From approximately 2018/05/14 01:30 to 15:45 (14 hrs), the SSL Service broker failed during service instance creation. Existing service instances continued to route traffic during this outage but users may have been unable to update certificates or create new service instances.

Root Cause

Each SSL service requires a certificate, and our IaaS quota restricts the number of certificates to 500. As we have added service instances, and as our CI occasionally orphans certificates, we have exhausted our quota.

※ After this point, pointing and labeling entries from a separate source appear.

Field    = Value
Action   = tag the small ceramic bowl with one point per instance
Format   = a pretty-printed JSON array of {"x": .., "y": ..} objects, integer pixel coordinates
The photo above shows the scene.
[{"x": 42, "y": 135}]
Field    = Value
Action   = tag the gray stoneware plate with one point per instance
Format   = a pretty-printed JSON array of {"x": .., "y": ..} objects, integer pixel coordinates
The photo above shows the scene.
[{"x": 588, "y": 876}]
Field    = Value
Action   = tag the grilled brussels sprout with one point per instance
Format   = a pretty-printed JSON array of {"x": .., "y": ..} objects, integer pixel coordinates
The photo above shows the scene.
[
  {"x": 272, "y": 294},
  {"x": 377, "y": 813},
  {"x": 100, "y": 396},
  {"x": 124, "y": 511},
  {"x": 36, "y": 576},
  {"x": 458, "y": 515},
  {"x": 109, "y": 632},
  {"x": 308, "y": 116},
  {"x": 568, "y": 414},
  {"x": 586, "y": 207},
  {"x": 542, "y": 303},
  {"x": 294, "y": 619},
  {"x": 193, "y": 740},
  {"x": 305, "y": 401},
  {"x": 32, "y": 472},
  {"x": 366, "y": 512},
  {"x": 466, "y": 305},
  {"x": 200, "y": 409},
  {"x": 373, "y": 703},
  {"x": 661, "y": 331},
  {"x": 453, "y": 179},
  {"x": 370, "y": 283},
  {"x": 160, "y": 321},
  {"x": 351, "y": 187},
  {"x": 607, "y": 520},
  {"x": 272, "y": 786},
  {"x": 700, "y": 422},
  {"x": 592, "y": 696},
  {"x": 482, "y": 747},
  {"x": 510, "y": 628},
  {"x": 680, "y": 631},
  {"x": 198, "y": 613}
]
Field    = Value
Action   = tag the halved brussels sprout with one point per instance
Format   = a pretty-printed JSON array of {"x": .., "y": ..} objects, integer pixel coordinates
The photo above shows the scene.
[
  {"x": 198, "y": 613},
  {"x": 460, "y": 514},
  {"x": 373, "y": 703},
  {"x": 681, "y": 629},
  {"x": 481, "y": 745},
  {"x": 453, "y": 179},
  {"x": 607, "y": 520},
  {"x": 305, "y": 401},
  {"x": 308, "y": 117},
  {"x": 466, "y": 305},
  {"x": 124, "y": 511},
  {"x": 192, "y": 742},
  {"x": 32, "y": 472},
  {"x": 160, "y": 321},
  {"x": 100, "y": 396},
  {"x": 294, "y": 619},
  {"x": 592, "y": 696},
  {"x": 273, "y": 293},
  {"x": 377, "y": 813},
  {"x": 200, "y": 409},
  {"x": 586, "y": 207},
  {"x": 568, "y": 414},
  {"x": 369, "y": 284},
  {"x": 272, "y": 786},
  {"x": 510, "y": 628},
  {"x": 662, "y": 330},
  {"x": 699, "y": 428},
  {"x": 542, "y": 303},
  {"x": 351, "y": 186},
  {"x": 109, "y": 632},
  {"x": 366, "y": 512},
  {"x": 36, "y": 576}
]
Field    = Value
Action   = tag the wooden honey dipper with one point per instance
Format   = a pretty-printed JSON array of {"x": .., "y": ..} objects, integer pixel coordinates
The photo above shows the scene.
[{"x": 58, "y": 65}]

Although this outage is similar to the earlier one this week, the root cause was different: this one was caused by a certificate quota, and the earlier one was caused by IP address space exhaustion.

Impact

Users were unable to create new SSL Service instances or update certificates on existing service instances. Requests to create new instances were failing with the following error:

There was a problem provisioning resources. Please try submitting again. If the problem persists, please file a support ticket. (AWS error 409: Cannot exceed quota for ServerCertificatesPerAccount: 500)

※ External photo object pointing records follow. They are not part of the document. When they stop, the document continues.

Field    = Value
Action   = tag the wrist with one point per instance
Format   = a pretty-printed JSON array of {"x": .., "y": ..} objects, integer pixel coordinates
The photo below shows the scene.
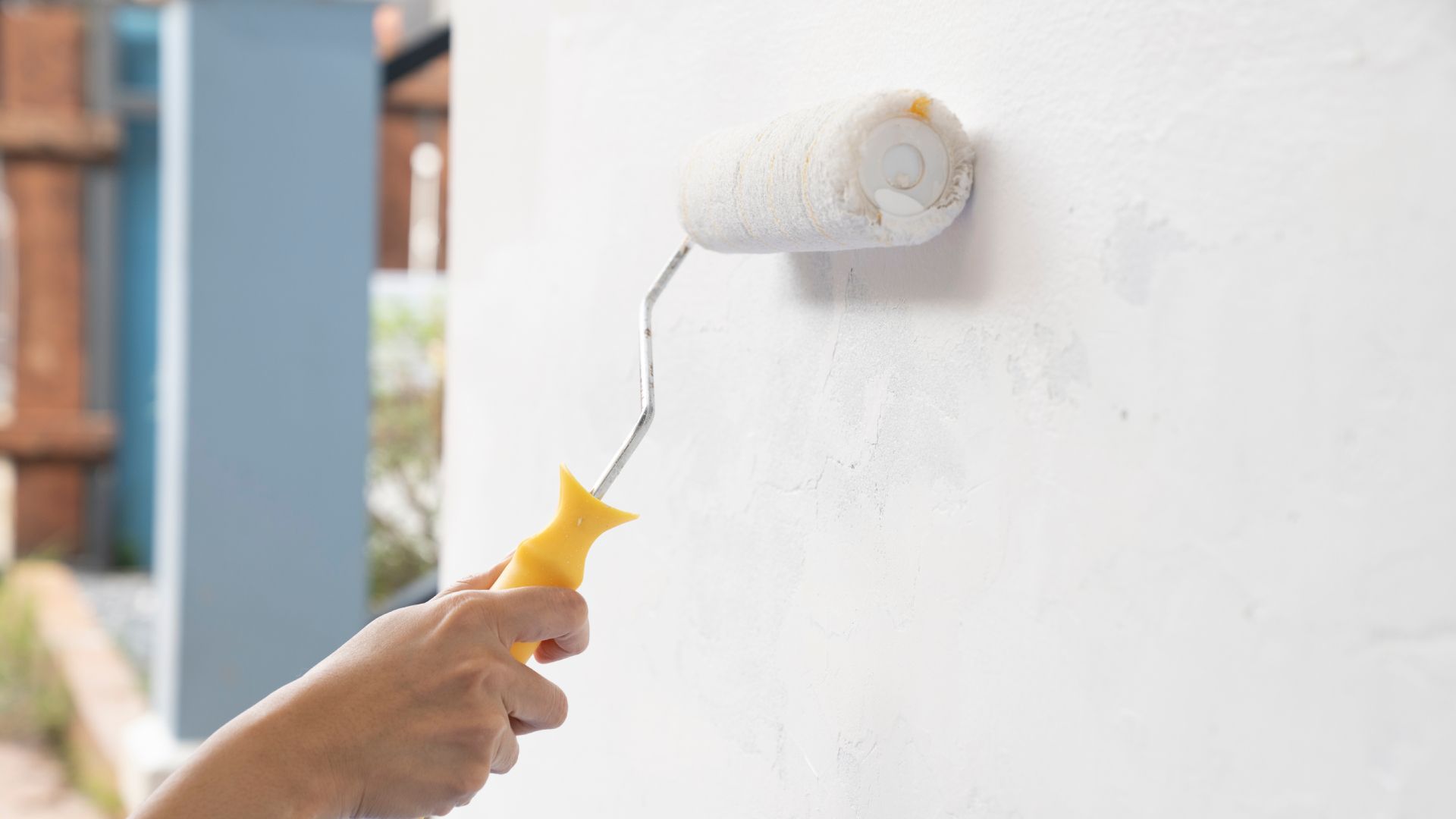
[{"x": 283, "y": 754}]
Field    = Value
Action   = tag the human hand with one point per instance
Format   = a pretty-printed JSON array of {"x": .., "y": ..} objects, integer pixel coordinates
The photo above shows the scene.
[{"x": 408, "y": 717}]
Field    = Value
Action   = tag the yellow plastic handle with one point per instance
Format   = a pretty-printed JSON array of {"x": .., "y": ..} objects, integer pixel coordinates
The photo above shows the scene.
[{"x": 557, "y": 556}]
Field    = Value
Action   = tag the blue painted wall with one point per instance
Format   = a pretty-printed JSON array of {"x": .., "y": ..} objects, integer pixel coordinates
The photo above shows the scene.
[
  {"x": 136, "y": 33},
  {"x": 268, "y": 156}
]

The Impact timeline can be seen from the pws.ssl_sli.status metric, viewed from 2018/05/03 - 04. Times are in PDT. "1" is good, "0" is bad:

ssl_slis

The impact on our Service Level Indicator (SLI) captured approximately 2 hours after resolution:

ssl_slis_2

Resolution

Short Term

We deleted 319 orphaned certificates.

Long Term

  • Ensure that apps and service instances created by the SSL Service are deleted
Posted 5 months ago. May 04, 2018 - 12:27 PDT

Resolved
This incident has been resolved.
Posted 5 months ago. May 04, 2018 - 12:25 PDT
Monitoring
We found a number of certificates leftover from our continuous testing of the SSL Service. We've deleted the certificates and have observed the successful creation of an SSL Service instance. We'll continue to monitor.
Posted 5 months ago. May 04, 2018 - 08:52 PDT
Investigating
We are investigating an issue affecting the SSL Service which is preventing new service instances from being created. Existing service instances will continue to route traffic, however users may experience errors updating certificates.
Posted 5 months ago. May 04, 2018 - 07:15 PDT